To Halperin, the most significant misinterpretation of Foucault has been to “mistake his discursive analysis for a historical assertion” (111). What Foucault originally intended as an analysis of “discursive and institutional practices” (97) in his discussion of the differences between the early modern sodomite and the nineteenth century homosexual has been instead misunderstood as an almost dogmatic distinction between sexual practices and sexual identity. Using the work of John J. Winkler (who examines the category of kinaidos in ancient Mediterranean societies) and Johnathan Walters (who compares Apuleius’s story of the baker’s wife to that of Boccaccio), Halperin explains how these works “challenge the orthodox pseudo-Foucauldian doctrine about the supposedly strict separation between sexual acts and sexual identities in European culture before the nineteenth century” (108).
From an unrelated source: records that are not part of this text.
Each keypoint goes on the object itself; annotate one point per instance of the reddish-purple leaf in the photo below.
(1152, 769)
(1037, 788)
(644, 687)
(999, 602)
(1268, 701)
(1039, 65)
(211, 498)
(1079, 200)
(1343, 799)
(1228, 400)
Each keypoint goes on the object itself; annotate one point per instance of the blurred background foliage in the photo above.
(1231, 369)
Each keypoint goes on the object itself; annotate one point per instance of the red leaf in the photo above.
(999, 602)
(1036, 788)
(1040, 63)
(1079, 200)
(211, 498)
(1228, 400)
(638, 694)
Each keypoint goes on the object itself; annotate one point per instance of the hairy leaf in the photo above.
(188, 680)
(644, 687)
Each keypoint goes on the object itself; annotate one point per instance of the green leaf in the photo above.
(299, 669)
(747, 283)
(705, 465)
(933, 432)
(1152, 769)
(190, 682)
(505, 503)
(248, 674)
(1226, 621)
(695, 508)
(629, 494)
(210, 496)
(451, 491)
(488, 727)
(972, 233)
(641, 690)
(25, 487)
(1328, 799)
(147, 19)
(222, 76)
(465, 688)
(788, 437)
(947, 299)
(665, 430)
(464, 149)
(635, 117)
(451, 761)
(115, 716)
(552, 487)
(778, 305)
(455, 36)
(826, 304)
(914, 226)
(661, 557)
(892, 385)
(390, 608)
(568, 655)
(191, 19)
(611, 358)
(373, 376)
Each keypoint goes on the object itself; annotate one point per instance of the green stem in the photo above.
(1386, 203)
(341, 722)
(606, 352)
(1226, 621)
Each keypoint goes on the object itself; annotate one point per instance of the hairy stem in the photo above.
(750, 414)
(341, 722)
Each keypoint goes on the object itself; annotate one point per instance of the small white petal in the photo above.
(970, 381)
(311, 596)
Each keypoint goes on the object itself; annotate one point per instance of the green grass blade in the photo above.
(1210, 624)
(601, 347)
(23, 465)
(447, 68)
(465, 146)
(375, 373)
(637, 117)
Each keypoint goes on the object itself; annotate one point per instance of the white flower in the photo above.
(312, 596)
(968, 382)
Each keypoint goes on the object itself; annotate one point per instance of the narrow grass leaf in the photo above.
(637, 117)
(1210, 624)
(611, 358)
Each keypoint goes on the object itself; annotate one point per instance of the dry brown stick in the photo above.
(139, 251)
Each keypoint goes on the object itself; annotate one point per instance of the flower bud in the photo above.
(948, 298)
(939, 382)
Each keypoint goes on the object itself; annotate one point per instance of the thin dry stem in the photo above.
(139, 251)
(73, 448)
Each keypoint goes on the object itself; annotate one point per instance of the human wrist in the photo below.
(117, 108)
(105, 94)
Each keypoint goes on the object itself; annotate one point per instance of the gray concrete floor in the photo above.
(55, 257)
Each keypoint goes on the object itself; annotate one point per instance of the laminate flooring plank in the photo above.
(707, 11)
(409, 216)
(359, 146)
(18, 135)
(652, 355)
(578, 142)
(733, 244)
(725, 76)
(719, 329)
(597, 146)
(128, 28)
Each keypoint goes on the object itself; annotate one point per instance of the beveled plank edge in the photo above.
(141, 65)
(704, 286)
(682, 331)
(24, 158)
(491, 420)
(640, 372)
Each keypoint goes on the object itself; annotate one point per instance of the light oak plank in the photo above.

Halperin intends his argument to encourage a more nuanced and complicated investigation and understanding of the ways in which sexual identities have changed over time, as well as a more nuanced and complicated understandings of Foucault’s work. And although anymore it seems as if the inclusion of a section such as “Forgetting Foucault” is almost mandatory in queer scholarship, such clarifications do seem to continue to be necessary, as the examples Halperin gives amply illustrate. In fact, I would argue that Halperin’s complaint that Foucault’s work has been reduced to “a small set of received ideas, slogans, and bits of jargon” (94) is true because Foucault’s work (even—or perhaps especially?) in translation uses such pithy phrases to convey quite complicated ideas. It’s very tempting to pull a line like, “Confession frees, but power reduces one to silence” (History of Sexuality 60) out of context, simply because it is so enticing—though to do so completely undercuts the statement’s meaning.
Halperin attributes much of this misunderstanding to readings which focus solely on the aspects of sexuality in the work and don’t take into account his larger arguments regarding discourse. It’s true that Foucault “deploys” sex and sexuality (and his very specific uses of these words) within a larger discussion of the history, meanings, and interactions of power and discourse. However, I’m concerned that Halperin himself might be misunderstood as advocating for a kind of “leaving the sexual aspects aside,” similar to that for which he takes Baudrillard to task (93). I wonder if these misreadings might be accounted for (at least in part) because the concepts connected to sexuality are more exciting (or graspable) than those connected to discourse?
Halperin also addresses the equally misunderstood and misquoted Foucauldian phrase “bodies and pleasures,” with which Foucault ends his text. As I personally found this to one of the more confusing aspects of the Foucault reading, I appreciated Halperin’s clarification that “bodies and pleasures” should be understood as being elements of a different sexual economy than the current one, which consists instead of “such familiar and overworked entities as ‘sexuality’ and ‘desire’” (94). Halperin grounds this distinction in the post 1960s sexual liberation era within which Foucault was writing, which encouraged people to "liberate our 'sexuality' and to unrepress or desublimate our 'desire' (94). Can we tease out this distinction further? How is a sexual economy grounded in “bodies and pleasure” different from one grounded in “sexuality and desire”?